2.- Il Presidente del Consiglio dei ministri, costituendosi, ha preliminarmente eccepito l'inammissibilità del ricorso in quanto rivolto a denunziare una invasione delle competenze regionali che allo stato appare del tutto eventuale e che comunque non può considerarsi come effetto del d.P.R. impugnato.

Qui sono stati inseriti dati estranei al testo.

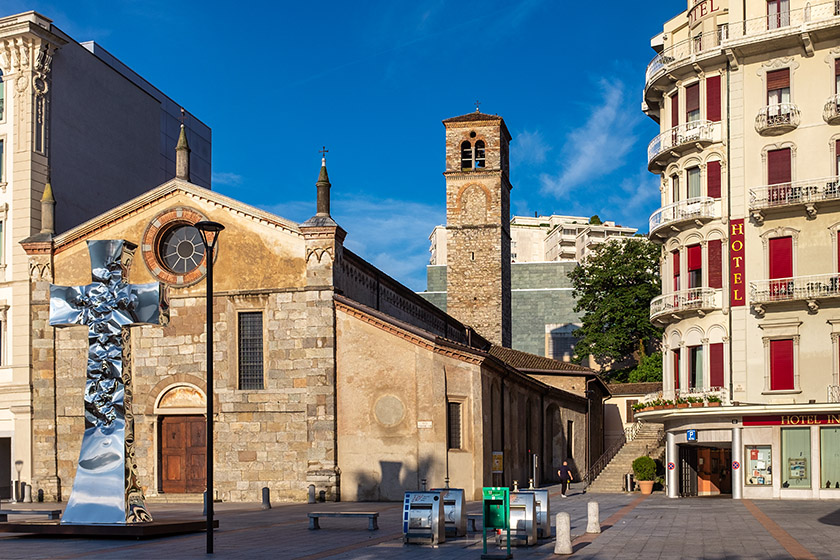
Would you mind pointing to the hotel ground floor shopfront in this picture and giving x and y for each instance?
(754, 452)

3.- L'eccezione prospettata dall'Avvocatura generale dello Stato merita accoglimento. In ordine al primo dei motivi del conflitto, va osservato che, ai sensi dell'art. 6, comma 1, della legge n. 491 del 1993, relativo al riordina mento delle competenze regionali e statali in materia agricola e forestale, veniva demandato al Governo il compito di provvedere, "con uno o più regolamenti", a "definire l'organizzazione degli uffici del Ministero e distribuire, previa intesa con la Conferenza permanente per i rapporti tra lo Stato, le regioni e le province autonome, l'organico del soppresso Ministero dell'agricoltura e delle foreste tra Ministero e regioni in relazione alle funzioni assegnate a tali amministrazioni". Da tale disposizione, mentre non risulta la dedotta necessità di distribuire l'organico contestualmente alla definizione dell'organizzazione degli uffici del Ministero, emerge piuttosto l'opportunità che dette operazioni siano poste in essere in momenti successivi: ciò sia per l'esplicito riferimento che la disposizione fa alla pluralità dei regolamenti ed alla previa intesa con la Conferenza Stato-regioni, sia per l'esigenza logica di rilevare preliminarmente i carichi di lavoro relativi alla mappa delle funzioni e degli uffici ministeriali. Ed invero, secondo le nuove disposizioni (contenute nel decreto legislativo 3 febbraio 1993, n. 29), l'organizzazione dei pubblici uffici implica la previa verifica dei cari chi di lavoro, ed il termine per la determinazione delle dotazioni organiche del personale delle pubbliche amministrazioni, susseguenti a tale verifica, risulta oggi fissato al 30 giugno 1995 (art. 16 della legge 23 dicembre 1994, n. 724).

4. - Tanto premesso, va precisato che la Regione Lombardia denunzia solo il primo dei regolamenti da emanarsi in attuazione della citata legge n. 491 del 1993, quello cioè che riguarda l'organizzazione degli uffici del Ministero delle risorse agricole, alimentari e forestali. In quanto limitato a tale fine, esso lascia impregiudicato il contenuto di successivi regolamenti, tra cui quello relativo al consequenziale trasferimento del personale alle regioni, previa verifica dei carichi di lavoro in relazione alle funzioni assegnate alle varie amministrazioni. Sotto questo profilo, quindi, il regolamento oggetto del presente giudizio, in nulla pregiudicando le modalità per il futuro e necessario trasferimento di personale alle regioni, non può ritenersi lesivo delle competenze delle stesse regioni in materia di agricoltura.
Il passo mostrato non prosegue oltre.